I literally had just arrived at work when the planes hit. The initial reaction was just shock -- first as a New Yorker, and as a person, and then as journalist just trying to gauge the scale of it. That was unclear at the beginning. Was it 3,000 people or 10,000 people? Nobody knew.
I spent the rest of that day at the office making phone calls, trying to reach businesses and individuals who'd been in the World Trade Center, doing my best to figure out what actually happened and who had been in the buildings at the time.
You spent about six weeks in New York reporting on the aftermath. What were some of the stories you wrote during that time?
I looked at children who had lost parents in the attacks and what it was like for them and their families. I wrote about how families were being notified when deaths were confirmed. I went to the Fresh Kills landfill, where they were sifting through the debris from the towers. After that, I was sent overseas to Russia and Iran and then Afghanistan. I was in Western Afghanistan after the Taliban left.

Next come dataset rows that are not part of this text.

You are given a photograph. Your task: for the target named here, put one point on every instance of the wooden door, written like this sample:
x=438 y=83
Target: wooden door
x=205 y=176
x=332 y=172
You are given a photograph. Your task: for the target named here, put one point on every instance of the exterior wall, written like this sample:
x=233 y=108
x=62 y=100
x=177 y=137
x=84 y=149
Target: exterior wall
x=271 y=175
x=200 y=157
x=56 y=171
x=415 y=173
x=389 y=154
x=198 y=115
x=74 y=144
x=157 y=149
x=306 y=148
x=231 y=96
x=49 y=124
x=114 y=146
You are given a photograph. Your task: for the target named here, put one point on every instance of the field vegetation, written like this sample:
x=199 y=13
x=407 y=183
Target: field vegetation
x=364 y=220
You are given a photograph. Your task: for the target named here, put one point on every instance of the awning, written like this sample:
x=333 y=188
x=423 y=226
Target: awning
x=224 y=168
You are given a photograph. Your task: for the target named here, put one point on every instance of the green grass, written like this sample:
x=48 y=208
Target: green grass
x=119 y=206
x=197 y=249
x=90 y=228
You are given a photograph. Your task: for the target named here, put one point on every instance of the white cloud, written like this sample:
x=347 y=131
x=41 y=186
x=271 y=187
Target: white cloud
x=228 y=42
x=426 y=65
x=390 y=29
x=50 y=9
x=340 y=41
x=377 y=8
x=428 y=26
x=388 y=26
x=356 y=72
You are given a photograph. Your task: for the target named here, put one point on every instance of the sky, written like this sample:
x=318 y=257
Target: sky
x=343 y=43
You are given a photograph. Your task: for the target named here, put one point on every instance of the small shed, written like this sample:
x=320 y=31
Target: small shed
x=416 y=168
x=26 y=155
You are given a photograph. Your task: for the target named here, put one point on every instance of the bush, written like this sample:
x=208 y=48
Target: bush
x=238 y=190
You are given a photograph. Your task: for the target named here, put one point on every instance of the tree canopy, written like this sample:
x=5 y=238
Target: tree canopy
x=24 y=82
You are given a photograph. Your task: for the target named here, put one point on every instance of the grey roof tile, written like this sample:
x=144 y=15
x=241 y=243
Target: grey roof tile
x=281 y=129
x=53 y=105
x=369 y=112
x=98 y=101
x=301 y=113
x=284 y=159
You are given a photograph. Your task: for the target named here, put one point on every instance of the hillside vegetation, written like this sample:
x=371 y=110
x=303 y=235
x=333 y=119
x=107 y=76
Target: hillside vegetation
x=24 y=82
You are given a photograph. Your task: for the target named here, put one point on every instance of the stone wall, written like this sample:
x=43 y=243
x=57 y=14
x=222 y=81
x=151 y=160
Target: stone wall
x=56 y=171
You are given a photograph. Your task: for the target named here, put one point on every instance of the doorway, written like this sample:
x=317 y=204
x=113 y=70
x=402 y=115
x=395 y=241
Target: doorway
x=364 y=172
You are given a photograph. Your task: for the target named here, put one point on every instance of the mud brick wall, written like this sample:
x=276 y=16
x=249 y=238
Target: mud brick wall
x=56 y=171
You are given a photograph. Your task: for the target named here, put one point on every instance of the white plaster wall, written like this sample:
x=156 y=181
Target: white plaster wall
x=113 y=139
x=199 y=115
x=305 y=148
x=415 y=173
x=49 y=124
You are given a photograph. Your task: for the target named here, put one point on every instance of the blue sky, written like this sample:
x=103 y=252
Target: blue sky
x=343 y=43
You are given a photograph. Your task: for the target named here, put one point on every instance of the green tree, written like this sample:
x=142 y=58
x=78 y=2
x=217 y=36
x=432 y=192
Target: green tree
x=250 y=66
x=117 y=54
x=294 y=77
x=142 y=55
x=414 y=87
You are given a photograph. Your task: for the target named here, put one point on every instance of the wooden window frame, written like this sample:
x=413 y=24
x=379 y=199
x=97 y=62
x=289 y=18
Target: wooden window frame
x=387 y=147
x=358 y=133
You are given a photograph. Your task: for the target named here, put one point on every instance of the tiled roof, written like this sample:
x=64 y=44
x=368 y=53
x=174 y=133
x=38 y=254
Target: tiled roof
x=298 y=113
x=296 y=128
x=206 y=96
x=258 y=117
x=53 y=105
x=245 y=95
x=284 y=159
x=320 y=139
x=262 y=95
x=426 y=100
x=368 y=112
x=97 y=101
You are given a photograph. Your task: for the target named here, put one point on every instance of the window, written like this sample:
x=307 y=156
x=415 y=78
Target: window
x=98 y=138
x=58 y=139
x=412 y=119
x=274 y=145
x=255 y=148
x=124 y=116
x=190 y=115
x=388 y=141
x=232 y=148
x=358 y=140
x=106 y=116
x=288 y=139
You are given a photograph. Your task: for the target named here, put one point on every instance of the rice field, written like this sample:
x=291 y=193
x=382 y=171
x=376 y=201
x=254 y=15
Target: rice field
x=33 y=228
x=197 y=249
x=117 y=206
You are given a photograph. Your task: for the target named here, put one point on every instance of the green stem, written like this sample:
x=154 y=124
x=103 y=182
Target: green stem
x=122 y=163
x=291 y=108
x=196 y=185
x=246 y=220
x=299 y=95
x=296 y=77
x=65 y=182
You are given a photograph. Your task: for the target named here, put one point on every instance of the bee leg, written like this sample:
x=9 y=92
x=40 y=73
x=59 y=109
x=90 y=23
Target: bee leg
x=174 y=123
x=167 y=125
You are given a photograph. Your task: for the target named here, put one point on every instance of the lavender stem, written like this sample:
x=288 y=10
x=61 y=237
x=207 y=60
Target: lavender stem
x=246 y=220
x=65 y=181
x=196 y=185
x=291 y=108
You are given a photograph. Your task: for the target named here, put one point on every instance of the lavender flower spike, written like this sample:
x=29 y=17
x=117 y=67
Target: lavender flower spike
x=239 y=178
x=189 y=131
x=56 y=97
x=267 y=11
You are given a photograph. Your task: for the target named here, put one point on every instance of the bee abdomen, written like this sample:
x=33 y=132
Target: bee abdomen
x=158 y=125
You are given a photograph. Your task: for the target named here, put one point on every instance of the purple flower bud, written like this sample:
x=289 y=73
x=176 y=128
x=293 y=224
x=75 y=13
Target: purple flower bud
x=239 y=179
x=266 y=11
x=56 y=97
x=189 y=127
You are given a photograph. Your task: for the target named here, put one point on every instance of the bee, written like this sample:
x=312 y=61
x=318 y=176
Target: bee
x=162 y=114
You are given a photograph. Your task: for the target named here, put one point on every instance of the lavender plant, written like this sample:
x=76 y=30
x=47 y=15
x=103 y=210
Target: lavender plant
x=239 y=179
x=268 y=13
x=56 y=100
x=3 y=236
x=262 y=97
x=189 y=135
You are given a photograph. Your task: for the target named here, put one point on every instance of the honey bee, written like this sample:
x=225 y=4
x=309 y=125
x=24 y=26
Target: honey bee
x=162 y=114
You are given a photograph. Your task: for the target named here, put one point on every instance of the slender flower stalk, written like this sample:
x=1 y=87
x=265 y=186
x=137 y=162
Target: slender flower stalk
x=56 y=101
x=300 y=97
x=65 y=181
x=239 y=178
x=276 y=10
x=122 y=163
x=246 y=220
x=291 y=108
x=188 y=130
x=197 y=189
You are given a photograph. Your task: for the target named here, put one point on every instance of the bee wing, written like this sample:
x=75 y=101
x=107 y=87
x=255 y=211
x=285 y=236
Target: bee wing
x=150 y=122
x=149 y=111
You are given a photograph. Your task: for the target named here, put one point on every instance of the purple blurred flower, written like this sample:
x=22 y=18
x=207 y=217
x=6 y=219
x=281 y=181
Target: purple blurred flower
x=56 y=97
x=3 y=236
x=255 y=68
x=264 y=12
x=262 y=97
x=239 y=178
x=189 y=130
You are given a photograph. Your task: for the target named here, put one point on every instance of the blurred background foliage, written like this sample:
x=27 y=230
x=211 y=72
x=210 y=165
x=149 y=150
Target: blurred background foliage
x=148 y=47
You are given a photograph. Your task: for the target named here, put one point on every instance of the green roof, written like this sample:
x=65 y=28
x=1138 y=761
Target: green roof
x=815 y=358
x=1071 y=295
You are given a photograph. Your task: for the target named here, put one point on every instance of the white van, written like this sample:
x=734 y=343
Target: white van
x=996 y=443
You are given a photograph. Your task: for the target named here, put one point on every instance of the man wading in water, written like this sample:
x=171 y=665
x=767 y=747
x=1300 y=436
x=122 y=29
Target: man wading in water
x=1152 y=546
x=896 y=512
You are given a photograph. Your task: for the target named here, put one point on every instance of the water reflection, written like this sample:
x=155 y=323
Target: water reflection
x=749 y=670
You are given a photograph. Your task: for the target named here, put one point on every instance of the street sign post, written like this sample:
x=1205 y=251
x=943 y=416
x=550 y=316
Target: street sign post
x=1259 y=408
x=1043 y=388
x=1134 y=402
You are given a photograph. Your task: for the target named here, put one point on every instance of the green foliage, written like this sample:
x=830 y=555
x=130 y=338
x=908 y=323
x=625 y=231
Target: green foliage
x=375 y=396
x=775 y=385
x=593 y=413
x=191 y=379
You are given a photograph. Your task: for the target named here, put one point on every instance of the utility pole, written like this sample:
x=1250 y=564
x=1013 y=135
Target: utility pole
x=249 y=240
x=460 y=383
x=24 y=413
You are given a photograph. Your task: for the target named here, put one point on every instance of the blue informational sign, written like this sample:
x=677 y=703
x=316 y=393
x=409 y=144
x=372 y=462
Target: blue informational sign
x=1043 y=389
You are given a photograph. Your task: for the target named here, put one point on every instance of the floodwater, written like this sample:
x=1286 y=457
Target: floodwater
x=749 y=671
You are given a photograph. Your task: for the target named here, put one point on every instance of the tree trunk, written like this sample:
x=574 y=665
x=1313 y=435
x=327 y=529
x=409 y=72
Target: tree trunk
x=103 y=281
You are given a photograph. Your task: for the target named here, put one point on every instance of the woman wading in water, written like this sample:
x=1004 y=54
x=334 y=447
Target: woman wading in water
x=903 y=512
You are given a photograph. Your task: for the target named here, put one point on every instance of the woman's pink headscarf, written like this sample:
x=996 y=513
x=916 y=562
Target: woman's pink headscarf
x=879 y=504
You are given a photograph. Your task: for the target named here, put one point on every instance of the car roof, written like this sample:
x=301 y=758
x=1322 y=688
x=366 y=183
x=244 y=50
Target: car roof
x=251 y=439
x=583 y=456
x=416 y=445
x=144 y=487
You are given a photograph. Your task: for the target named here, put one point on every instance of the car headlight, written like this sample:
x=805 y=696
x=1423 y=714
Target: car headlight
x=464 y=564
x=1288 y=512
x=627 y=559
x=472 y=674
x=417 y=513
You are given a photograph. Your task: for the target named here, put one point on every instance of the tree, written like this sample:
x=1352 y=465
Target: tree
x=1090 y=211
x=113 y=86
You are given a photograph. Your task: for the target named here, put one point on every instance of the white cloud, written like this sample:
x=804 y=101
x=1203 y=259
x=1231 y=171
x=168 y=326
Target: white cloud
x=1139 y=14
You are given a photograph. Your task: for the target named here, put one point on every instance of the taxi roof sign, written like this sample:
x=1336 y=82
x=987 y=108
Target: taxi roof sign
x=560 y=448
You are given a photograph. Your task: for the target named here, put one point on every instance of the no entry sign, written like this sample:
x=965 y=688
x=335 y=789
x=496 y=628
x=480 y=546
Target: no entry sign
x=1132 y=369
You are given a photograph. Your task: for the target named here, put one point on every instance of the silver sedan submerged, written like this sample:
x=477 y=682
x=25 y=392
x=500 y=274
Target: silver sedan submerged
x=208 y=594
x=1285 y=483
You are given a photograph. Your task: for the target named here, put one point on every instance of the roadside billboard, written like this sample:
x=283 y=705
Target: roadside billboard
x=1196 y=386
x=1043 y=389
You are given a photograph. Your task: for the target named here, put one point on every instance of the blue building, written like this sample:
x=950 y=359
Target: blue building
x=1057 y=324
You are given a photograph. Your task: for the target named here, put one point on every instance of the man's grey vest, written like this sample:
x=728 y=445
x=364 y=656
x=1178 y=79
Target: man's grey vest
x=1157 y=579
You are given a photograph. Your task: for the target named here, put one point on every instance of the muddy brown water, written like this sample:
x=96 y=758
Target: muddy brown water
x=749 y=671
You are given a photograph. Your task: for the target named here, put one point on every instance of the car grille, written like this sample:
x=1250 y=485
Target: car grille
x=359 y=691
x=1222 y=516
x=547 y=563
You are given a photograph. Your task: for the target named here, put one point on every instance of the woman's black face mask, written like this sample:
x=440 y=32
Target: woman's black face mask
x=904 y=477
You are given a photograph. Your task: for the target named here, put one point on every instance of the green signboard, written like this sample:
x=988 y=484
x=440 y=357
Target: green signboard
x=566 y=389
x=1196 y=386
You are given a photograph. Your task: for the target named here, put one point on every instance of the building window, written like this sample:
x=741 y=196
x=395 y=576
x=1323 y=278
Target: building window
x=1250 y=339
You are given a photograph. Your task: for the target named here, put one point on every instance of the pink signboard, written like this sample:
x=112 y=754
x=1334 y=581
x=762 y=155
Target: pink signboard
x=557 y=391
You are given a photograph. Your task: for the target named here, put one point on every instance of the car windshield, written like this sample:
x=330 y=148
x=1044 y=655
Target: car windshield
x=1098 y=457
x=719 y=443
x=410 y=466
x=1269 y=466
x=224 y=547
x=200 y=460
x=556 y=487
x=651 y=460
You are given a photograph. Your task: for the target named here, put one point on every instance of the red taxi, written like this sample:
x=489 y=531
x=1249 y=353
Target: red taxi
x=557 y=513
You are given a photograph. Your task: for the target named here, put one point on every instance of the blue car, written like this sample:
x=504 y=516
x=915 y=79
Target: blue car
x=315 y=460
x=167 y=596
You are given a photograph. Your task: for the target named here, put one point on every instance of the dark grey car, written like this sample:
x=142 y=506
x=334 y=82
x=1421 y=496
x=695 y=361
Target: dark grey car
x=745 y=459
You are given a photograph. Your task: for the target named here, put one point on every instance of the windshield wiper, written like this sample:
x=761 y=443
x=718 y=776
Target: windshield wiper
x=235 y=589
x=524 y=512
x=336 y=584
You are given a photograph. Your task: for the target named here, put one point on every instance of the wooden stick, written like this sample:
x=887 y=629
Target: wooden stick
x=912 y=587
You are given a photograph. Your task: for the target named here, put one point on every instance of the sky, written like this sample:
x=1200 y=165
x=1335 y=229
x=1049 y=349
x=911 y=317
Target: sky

By that time, I had spent more than three years in South Asia, based there as a bureau chief for The New York Times. I covered a lot of stories, but inevitably, many of them were about the fallout from the attacks. Spending so much time in Muslim societies overseas, I gained a much deeper understanding of the complexity of the religion. I knew it was just like any other religion, with many, many strands and sects and fissures.
Then I came back in 2005 and was very interested in how the War on Terror was being conducted. I didn't feel that there was a great grasp here of Islam's complexity. I became really intrigued by this idea of Islam on trial -- essentially, of experts trying to parse what the faith advocated, what was called for by the religion. How were they interpreting certain aspects, certain sayings, certain practices?
I also wanted to explore this idea of preventative prosecution. The courts were trying to identify which people were dangerous before they actually did something. In theory, that's a great concept. In practice, given all our protections for free speech, I think it gets much murkier. In the end, I was fairly disturbed by a lot of what I saw. Some of the expert testimonies on Islam seemed more confusing than accurate.
Do you think our courts have changed their approach much since you wrote that story?
No, but I think there is slightly more discussion of whether this is the right way to track down danger in our midst. The case I wrote about in that article -- Hamid Hayat in California -- involved informants going into mosques, looking around for people who were expressing certain sentiments or willing to undertake certain acts. We've had a lot of similar cases since then.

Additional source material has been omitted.